Heads of the Reform and Conservative movements in Israel said they were disappointed by the near-total lack of progress on the prime minister’s promises to improve the egalitarian prayer space at the Western Wall, following a meeting with Cabinet Secretary Shalom Shlomo on Monday.
“In some ways, there weren’t just no steps forward, we went back further. This is greatly disappointing,” said Yizhar Hess, the former CEO of the Masorti movement and current vice chairman of the World Zionist Organization.
The meeting was attended by leaders of the Reform and Conservative movements in Israel and of Women of the Wall, an organization that fights for greater gender equality at the Western Wall.
“The government has not advanced things that we believe it could have, even with its coalition difficulties. It’s a big waste, which is very disappointing,” Hess told The Times of Israel after the meeting.
“It’s very disappointing to come in and hear that nothing has happened,” Anna Kislanski, the head of the Israel Movement for Reform and Progressive Judaism, told The Times of Israel on Monday.
Kislanski’s and Hess’s comments marked a near 180-degree reversal from the remarks that came following a similar meeting in the Prime Minister’s Office earlier this year, which all of those involved described as being overwhelmingly positive and warm.
During that meeting, Prime Minister Naftali Bennett made clear to the Reform and Conservative leaders — from Israel and the United States — that the Western Wall compromise would likely remain frozen for the foreseeable future, primarily due to a lack of consensus on the issue within the government, making it impossible to pass the legislation necessary to fully implement the deal. However, Bennett agreed to take a number of concrete steps to at least improve the egalitarian prayer space located at the southern portion of the wall, known as Robinson’s Arch.

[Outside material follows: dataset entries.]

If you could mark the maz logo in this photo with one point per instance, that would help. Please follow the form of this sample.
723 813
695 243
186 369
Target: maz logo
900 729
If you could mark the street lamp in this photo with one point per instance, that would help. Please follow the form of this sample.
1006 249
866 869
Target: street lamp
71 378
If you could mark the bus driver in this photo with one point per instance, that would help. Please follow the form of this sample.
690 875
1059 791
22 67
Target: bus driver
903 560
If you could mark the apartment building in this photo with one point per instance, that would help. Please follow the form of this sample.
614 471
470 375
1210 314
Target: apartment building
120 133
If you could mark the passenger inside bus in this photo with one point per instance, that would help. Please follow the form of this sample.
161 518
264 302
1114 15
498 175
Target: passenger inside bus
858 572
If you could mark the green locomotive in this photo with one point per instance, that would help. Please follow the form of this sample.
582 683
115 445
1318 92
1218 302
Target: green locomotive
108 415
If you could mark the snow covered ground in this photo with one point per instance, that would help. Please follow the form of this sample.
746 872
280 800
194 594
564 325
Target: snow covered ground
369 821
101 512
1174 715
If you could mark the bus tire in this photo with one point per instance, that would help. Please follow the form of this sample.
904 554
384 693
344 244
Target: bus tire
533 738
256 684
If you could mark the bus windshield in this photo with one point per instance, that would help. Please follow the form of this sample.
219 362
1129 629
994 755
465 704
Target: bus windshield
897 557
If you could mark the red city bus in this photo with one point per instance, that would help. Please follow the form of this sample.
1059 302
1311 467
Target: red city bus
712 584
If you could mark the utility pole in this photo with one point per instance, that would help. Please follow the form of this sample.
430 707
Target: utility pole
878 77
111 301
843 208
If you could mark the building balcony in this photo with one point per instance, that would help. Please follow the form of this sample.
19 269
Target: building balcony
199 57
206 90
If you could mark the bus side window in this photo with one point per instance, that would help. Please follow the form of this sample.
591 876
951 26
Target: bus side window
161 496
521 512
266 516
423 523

Bennett agreed to designate funding to better support the site — as it is generally not maintained by the government, unlike the main esplanade of the Western Wall — and to put in place better security in order to prevent ultra-Orthodox activists from overrunning the site during egalitarian prayer services as they have in the past.
Attendees of Monday’s meeting with Shlomo said there has been no movement on either matter. According to Kislanski, neither of these promises has been kept.
“They haven’t done anything except add two sunshades,” she said.
“They can’t even prevent ultra-Orthodox extremists from coming into our space and interrupting our prayers at the southern Western Wall. They come in, they see that we’re praying there, and they forcibly install mehitzot and hold segregated prayer services,” Kislanski said, using the Hebrew term for partitions used to separate men from women in Orthodox synagogues.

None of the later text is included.